The temple is dedicated to the Hindu Lord Rama and is the fulfillment of the long-standing demands of millions of Hindus who worship this deity. Modi’s party and other Hindu nationalist groups have decided, at the request of the faithful, to build a temple that they present as central to the vision of the return of Hindu pride.
Modi, dressed in traditional attire, presided over the opening ceremony accompanied by religious chants by Hindu priests inside the shrine, where a 1.3-metre-tall stone sculpture of Lord Rama was installed last week.
A Hindu priest blew a conch shell to mark the opening of the temple, and Modi placed a lotus flower at the feet of a stone sculpture of Lord Rama holding a golden bow and arrow. Almost 7.500 people, including entrepreneurs, politicians, and movie stars, attended the ritual, which could also be watched on a huge screen set up in front of the temple, while soldiers dropped flower petals from the air from a helicopter.
The temple, located at one of India’s most vexed religious sites, is expected to boost Modi’s chances of returning to power by drawing on the religious sentiments of Hindus, who make up 80 percent of India’s population of 1.4 billion.
Officials say the temple, a three-story structure made of pink sandstone, will be open to the public after the ceremony and expect 100.000 devotees to visit daily. Builders are still working to complete the 46 complex gates and intricate wall carvings.

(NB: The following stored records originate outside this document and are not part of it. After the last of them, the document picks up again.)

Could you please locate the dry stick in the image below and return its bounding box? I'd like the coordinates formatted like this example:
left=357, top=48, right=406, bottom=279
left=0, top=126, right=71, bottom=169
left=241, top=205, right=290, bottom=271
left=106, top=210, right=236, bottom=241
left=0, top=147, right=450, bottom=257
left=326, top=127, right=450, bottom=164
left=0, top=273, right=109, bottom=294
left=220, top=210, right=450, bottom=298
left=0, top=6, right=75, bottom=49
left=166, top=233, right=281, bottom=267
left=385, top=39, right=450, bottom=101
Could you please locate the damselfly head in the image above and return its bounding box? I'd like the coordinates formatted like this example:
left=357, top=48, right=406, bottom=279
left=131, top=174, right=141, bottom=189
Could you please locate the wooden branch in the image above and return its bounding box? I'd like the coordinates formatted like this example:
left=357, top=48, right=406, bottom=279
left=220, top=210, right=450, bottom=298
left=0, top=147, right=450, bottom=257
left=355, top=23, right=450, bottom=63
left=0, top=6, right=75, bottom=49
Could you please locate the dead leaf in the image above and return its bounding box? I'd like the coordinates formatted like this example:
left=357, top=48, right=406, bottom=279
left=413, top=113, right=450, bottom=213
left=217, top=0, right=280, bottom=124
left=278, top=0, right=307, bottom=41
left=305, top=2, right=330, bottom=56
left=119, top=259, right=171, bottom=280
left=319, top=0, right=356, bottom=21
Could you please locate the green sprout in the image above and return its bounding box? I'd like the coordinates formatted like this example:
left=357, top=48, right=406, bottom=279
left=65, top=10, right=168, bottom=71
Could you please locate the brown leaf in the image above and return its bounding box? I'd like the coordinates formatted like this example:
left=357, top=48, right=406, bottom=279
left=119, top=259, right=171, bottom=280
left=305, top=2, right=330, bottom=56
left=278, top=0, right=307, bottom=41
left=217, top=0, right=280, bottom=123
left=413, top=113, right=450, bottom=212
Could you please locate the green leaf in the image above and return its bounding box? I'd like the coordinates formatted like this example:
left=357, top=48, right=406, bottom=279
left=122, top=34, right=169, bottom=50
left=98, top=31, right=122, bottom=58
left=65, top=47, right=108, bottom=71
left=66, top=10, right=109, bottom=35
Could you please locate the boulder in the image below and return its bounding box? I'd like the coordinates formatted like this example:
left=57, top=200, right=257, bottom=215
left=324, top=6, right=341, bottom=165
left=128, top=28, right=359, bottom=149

The temple has been a 35-year-long promise of Modi’s nationalist Bharatiya Janata Party (BJP), but for years it has been considered a contentious issue, as its location is claimed by both Hindus and minority Muslims. This is why protests broke out across the country in 1992, in which 2.000 people died, mostly Muslims, after the Hindus destroyed a mosque from the 16th century.